3. Bagaimana Pengaruh Hadits Nabi SAW, dalam perkembangan fiqh?
C. Tujuan Pembahasan
1. Untuk
memahami perkembangan Hadits pada masa Nabi SAW dan Untuk
memahami hikmah larangan penulisan Hadits Nabi SAW
2. Untuk
memahami perkembangan Hadits pada masa shahabat, Tabi’in sampai
tersusunnya kutub As- Sittah
3. Memahami Pengaruh hadits Nabi SAW terhadap perkembangan fiqh.
BAB II
PEMBAHASAN
A. Kondisi Hadits Nabi SAW Sebelum di Bukukan.
1.
Hadits Nabi
SAW Sebelum di Bukukan.
Kondisi awal sejarah dan perkembangan Hadits yaitu pada
masa Nabi SAW, masa ini hanya 23 tahun dimulai pada tahun 13 sebelum hijriyah
atau bertepatan pada tahun 610 M sampai
pada tahun 11 H atau 623 M.
Pada
masa tersebut Hadits itu diterima hanya dengan mengandalkan hafalan dari para shahabat-shahabat
Nabi SAW serta pada masa tersebut para shahabat
belum ada pemikiran secara besar-besaran untuk melakukan penulisan terhadap Hadits
Nabi SAW ini
mengingat pada masa tersebut Rasulullah SAW masih sangat mudah untuk dihubungi
dan dimintai keterangan-keterangan tentang segala hal yang berhubungan dengan
ibadah dan muamalah keseharian umat Islam. pada masa inilah Hadits lahir berupa aqwali, afal dan taqrir Nabi SAW yang berfungsi untuk
menerangkan Al-Qur’an dalam rangka menerangkan syariat dan membentuk mayarakat
Islam.[3]
Munculnya Hadits
itu mengalami proses yang memiliki keterkaitan dengan beberapa hal, yang
meliputi: Pertama, peristiwa tersebut
terjadi dihadapan Nabi, yang kemudian Nabi menjelaskan hukumnya dan menyebar
luaskan kepda kaum muslimin. Kedua,
peristiwa yang terjadi dikalangan umat Islam yang kemudian ditannyakan kepada Rasulullah
SAW, baik kejadian yang menimpa pada diri orang baik itu secara langsung maupun peristiwa yang terjadi padaorang lain.

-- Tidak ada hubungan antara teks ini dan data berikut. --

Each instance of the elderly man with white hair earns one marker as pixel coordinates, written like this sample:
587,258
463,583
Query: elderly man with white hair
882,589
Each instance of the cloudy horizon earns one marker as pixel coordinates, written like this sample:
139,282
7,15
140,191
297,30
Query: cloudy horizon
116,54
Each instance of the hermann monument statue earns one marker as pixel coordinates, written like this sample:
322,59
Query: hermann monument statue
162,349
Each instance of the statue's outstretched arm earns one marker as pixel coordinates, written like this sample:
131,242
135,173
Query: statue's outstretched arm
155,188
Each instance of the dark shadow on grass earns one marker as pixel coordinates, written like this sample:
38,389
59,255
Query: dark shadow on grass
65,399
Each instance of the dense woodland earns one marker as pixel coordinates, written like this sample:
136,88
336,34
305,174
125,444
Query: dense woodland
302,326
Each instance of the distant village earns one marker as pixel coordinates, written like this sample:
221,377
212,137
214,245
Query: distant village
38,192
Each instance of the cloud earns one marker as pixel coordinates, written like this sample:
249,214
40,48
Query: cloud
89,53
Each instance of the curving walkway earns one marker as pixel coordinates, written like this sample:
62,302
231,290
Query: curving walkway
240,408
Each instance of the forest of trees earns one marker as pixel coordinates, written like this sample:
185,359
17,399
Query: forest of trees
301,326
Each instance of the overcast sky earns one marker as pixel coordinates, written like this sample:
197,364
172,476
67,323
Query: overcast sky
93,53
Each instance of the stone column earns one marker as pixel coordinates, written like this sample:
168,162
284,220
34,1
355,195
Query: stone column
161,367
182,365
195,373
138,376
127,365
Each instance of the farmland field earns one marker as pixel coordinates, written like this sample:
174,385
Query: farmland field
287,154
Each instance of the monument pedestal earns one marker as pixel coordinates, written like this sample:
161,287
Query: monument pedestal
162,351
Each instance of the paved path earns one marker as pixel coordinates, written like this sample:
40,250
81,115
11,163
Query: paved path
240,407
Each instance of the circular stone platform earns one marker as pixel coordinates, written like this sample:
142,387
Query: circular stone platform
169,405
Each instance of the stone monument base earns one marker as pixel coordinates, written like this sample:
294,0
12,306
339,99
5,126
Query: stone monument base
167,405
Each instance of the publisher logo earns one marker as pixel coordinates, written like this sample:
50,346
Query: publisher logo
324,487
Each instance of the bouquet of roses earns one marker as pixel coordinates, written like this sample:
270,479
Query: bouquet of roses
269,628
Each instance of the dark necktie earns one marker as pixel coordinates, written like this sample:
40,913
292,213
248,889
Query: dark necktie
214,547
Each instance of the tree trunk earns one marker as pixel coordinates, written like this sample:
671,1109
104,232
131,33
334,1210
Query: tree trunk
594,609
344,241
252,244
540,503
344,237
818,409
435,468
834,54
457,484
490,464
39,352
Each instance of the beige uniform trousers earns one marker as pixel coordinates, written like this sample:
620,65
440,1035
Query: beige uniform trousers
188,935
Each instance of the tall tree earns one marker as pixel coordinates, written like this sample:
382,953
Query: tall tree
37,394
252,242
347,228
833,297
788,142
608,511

Ketiga, kejadian-kejadian yang
disaksikan shahabat, mengenai apa yang diperbuat oleh Rasulullah SAW, kemudian shahabat
itu menanyakannya dan kemudian Nabi SAW menjelaskannya. [4]
Dari
sebab-sebab munculnya Hadits tersebut tergambar bahwa konteks munculnya Hadits Rasulullah
SAW itu dapat dilihat dari tiga sisi: Pertama,
Hadits muncul dalam kepentingan menafsirkan ayat al-Qur’an yang masih bersifat
umum. Kedua,
Hadits muncul dalam konteks memperkuat dan menetapkan hukum-hukum yang telah ada di dalam al-Qur’an. Ketiga, kemunculan Hadits dikarenakan
adanya suatu
persoalan atau peristiwa yang terjadi yang mengharuskan untuk di jawab
sementara belum ditemukan jawabanya dalam nash al-Qur’an.[5]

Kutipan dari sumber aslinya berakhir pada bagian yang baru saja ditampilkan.